Florida 30, Iowa 3 - Bloomin’ Onion kid delivers unkindest cut
BY Marc Morehouse
TAMPA, Fla. — At one point, the kid in the “Bloomin’ Onion” costume taunted Iowa tight end George Kittle.
That was Iowa’s Outback Bowl experience in a nutshell. The dude with the cup of sauce for a hat gave Kittle the “incomplete pass” arms in his general direction. You can argue that Iowa never recovered from this indignity.
The Hawkeyes (8-5) had a chance to take the lead midway through the second quarter, but running back LeShun Daniels was stopped for a 2-yard loss on a fourth-and-goal from the 1. A drive later, Florida (9-4) got an 85-yard touchdown on an innocuous screen pass and scored 27 unanswered points in a 30-3 victory over the Hawkeyes before 51,119 fans Monday at Raymond James Stadium.
The Iowa team that made its way to Florida by plowing through the Big Ten in November melted in 82-degree heat and 70-percent humidity.
The Hawkeyes have now lost five straight bowl games. The three points Iowa scored ties for its second fewest in a bowl (Iowa scored three against Cal in the 1993 Alamo Bowl). Everything looks pretty cool in November, in the cold and against mostly Big Ten West opponents, but against top competition (Florida, Stanford, Tennessee, LSU and Oklahoma) in the postseason, Iowa has now been outscored 172-75 in its last five bowls.
“We’ve played good teams, that’d be the first commonality I’d throw out there,” Iowa head coach Kirk Ferentz said. He said he believed in the plan they had for this game, cutting the bowl trip by a day or two and getting more work done in Iowa City.
“I might feel differently a month from now, two months from now, but right now, as I stand here, I feel like we had a good plan,” Ferentz said. “I think we really practiced well. I thought our guys were ready to go and I thought they played hard today.
“It wasn’t effort necessarily as it was execution.”
So much bad happened for the Hawkeyes on that second-quarter drive. First, the obvious failure at the line of scrimmage. The Gators defense, missing five of its top seven tacklers, gutted Iowa on the fourth-and-goal.
Safety Marcell Harris was on Daniels less than 1.5 seconds after the snap.
“Right as I got the handoff there was a guy flying upfield,” Daniels said. “All I could really do was secure the handoff and try to get what I could. Obviously, the defense surrounded me.”
That was a big, big play. Perhaps the bigger play was on third down, when quarterback C.J. Beathard scrambled for a 6-yard gain to the 1. He rolled into the end zone, but the call was down at the 1 and was upheld upon review. So, no TD, no 10-3 Iowa lead and, ultimately, after the fourth-and-1, zip, nada, nothing for Iowa.
“It was Hippo Diamond Stick again, same call,” Florida head coach Jim McElwain said. “The guys penetrated and were able to get that. That was huge.”
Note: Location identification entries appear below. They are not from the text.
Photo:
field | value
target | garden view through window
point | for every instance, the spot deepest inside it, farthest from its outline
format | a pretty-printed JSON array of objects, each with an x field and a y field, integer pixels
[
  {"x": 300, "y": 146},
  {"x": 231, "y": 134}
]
Less obvious was the fact that Beathard pulled his hamstring during the run. He said in the postgame that if he had to run, he felt he was at about 30 percent capacity. It looked like it. The Gators put hit after hit and pressure after pressure on Beathard, who put up the worst numbers of his career, completing just 7 of 23 for 55 yards and three interceptions, including bowl MVP Chauncey Gardner’s 58-yard pick six in the fourth quarter. The Gators turned the picks into 13 points. Iowa’s offense at this point in the game couldn’t gain 13 yards much less score 13 points.
Should he have come out in favor of true freshman Nathan Stanley? Did it even matter at that point? Ferentz said the medical side OK’d a return, and Beathard wanted back in.
“He wanted to compete and we certainly left it to him,” Ferentz said. “He’s had a tremendous career and laid it out there for us game in and game out.”
Iowa gained just 226 yards total offense, a season low and lowest in the Outback’s 31-year history. The Gators set three other defensive bowl records.